In un articolo pubblicato su Internazionale, Daniele Cassandro racconta la mutevole musica della band britannica capitanata dalla cantante di origini nigeriane Sade Adu.
A metà anni ottanta Sade, la band pop-jazz britannica formata dalla cantante anglonigeriana Sade Folasade Adu con Paul Denman, Andrew Hale e Stuart Matthewman, aveva un enorme successo, sia in Europa sia negli Stati Uniti. Sade, come Blondie, è una band, ma tutta l’attenzione del pubblico e dei mezzi d’informazione era ed è tutt’oggi calamitata dalla misteriosa e carismatica presenza della loro cantante, che diventò uno dei volti del decennio quando comparve di profilo, come la regina sulle monete, sulla copertina di Time magazine nell’aprile del 1986.

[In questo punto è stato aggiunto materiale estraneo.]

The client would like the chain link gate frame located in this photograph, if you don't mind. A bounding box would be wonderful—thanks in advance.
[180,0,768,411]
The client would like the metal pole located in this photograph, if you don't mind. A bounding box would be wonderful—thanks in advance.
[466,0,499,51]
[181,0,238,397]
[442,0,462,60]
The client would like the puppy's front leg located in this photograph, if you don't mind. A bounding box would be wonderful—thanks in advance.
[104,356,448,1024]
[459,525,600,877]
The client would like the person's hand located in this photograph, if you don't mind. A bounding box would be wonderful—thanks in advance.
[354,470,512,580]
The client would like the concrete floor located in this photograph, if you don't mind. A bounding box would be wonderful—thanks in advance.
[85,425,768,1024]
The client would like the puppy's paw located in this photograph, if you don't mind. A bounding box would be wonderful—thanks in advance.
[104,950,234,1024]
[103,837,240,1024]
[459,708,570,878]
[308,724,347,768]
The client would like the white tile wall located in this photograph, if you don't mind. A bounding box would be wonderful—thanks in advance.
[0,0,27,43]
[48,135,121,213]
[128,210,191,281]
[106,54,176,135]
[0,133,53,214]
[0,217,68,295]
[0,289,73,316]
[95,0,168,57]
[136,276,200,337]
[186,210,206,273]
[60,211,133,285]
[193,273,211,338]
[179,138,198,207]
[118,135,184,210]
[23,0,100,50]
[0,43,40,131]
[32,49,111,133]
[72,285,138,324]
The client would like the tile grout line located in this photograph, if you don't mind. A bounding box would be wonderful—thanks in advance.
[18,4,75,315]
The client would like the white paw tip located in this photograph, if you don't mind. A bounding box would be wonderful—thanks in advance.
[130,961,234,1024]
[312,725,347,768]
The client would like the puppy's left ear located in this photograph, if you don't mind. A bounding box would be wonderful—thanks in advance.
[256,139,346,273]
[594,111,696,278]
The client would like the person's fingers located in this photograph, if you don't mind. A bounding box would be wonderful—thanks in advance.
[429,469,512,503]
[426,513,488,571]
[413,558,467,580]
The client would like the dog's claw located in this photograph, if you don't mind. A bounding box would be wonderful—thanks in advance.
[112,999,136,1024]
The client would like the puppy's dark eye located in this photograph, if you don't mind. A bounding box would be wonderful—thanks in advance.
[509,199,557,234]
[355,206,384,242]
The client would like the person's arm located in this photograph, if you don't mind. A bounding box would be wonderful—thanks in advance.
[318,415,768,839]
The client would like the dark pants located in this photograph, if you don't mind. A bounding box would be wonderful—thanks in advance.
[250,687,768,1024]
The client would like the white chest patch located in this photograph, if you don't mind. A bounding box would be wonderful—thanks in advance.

Il successo di Sade non conosceva confini, ma a differenza di altri artisti pop di quel periodo, che comparivano ovunque e cambiavano look e suono con velocità vertiginosa, Sade e la sua band rimanevano sempre fedeli alla loro formula: un soft jazz che sconfinava nel pop sofisticato, un look patinato ma mai chiassoso o provocante e una generale aria di coolness e distacco britannico. Facevano pochissime interviste, nessuna vita mondana e nessuna concessione ai paparazzi.
Artista schiva, la cantante nigeriana ha sempre fatto parlare poco di sè:
Sade Adu in particolare è sempre stata una popstar riluttante: in quarant’anni di carriera non ha mai svelato nulla della sua vita privata e ha centellinato la sua immagine con la protervia di una Greta Garbo. Era difficile definire chi fosse e da dove venisse Sade: il padre era un economista nigeriano, un accademico, la madre un’infermiera britannica.